PHOENIX (AP) - With COVID-19 cases dipping and teachers getting vaccinated, some Arizona school districts are looking to return to in-person learning as early as next month.
The Osborn School District in Phoenix, which has been doing virtual learning full-time since the start of the school year, will welcome students back into classrooms March 30. A survey conducted by the district found that 90% of their staff have already been vaccinated. Ylenia Aguilar, president of the district’s governing board, said they expect that number to be closer to 95% in March. She knows the district has been very lucky.
“We’ve been able to work and partner up and had access to multiple vaccination opportunities, which we know is not the case for other school districts in other areas, specifically rural areas,” Aguilar said. “We are ready to open.”
Aguilar spoke at a news briefing Wednesday alongside State Superintendent of Public Instruction Kathy Hoffman.
The state Department of Education’s top official promised to help school districts across the state safely transition back to in-person learning. But that would likely not look the same as before. The state wants to make sure mitigation measures such as plexiglass between desks and up-to-date ventilation systems are in place, Hoffman said. Also, students and teachers must continue to practice hand-washing, masking up and social distancing when possible.
A return to campus would look more like a patchwork around the state. Some schools, such as those on the Navajo Nation, have already declared they will not be resuming in-person instruction because of the virus’ devastating impact, Hoffman said.
“I want to support schools at every stage, so that when they do resume in-person learning, they are doing so safely with mitigation strategies in place, enforced, and with the support of their families, students, and teachers,” Hoffman said.
Dr. Jason Vargas, president of the Arizona chapter of the American Academy of Pediatrics, said there is more scientific evidence that children are not the main source of community transmission of the virus. For districts that are ready, he believes a return to school can be done safely.
“For children without significant health problems and with proper mitigation strategies, the risk is relatively low,” Vargas said.
Arizona officials on Wednesday reported 1,310 additional confirmed COVID-19 cases and 43 deaths as coronavirus-related hospitalizations and seven-day rolling averages for daily new cases and daily deaths continued to drop.
The latest figures reported by the state Department of Health Services increased Arizona’s pandemic totals to 811,968 cases and 15,693 deaths.
According to data from The COVID-Tracking Project, the rolling average of daily new cases declined over the past two weeks, dropping from 3,169.3 on Feb. 9 to 1,559.7 on Tuesday while the rolling average of daily deaths dropped from 132 to 112.

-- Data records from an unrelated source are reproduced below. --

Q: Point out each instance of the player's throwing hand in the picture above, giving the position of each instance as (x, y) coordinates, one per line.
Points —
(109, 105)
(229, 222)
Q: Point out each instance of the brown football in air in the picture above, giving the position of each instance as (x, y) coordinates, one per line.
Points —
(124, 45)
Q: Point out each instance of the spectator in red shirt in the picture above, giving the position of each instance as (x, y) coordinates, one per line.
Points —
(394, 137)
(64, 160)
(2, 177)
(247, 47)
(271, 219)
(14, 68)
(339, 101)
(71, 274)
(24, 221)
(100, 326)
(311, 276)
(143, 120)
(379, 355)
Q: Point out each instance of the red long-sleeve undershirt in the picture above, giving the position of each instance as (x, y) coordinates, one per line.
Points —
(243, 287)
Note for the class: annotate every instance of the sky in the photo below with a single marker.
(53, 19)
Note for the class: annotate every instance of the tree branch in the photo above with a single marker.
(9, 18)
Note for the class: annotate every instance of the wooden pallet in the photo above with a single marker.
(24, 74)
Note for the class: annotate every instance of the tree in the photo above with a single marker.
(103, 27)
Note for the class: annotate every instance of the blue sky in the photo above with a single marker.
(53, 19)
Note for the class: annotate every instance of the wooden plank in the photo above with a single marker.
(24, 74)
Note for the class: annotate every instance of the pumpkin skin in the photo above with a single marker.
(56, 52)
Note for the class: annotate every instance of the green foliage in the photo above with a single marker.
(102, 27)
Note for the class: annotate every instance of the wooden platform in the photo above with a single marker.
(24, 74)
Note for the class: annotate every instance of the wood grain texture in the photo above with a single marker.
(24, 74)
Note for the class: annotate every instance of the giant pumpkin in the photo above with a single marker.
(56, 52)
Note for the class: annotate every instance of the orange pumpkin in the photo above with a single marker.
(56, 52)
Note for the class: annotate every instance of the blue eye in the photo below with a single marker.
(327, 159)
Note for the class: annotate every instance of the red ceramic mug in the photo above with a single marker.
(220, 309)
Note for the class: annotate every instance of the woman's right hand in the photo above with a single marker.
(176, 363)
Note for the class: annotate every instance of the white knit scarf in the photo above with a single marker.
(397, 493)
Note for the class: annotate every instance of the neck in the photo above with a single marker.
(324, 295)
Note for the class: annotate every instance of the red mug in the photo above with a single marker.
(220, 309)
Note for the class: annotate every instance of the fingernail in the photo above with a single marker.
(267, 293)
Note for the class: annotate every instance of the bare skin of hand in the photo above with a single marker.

Hospitalizations also continue to drop, with the state’s coronavirus dashboard reporting 1,449 COVID-19 patients occupying inpatient beds as of Tuesday, down from the pandemic peak of 5,082 on Jan. 11.
The number of infections is thought to be far higher than reported because many people have not been tested, and studies suggest people can be infected with the virus without feeling sick.
Arizona continues to ramp up expansion of vaccine access. More than 1 million people have received at least one dose of vaccine. At least 330,000 have gotten both doses. But some doses have had to go by the wayside.
Records show that over 220 vaccine doses in Arizona have been spoiled or wasted since the rollout began in December. In documents obtained from the Arizona Department of Health Services, a dozen health care providers from mostly smaller counties reported, as required, vials that were unusable or never administered. The spoiled doses were primarily the Moderna vaccine.
Most reported single-digit losses. However, the La Paz Health Department sustained the biggest with 100 doses of Moderna vaccine ending up spoiled, according to a Jan. 11 vaccine return form. Northern Cochise Community Hospital reported 70 doses lost on Dec. 31 because they had not been properly stored.
None of the wasted doses involved the state-run sites at State Farm Stadium in Glendale or Phoenix Municipal Stadium. The state Department of Health Services say “this type of waste is unacceptable.”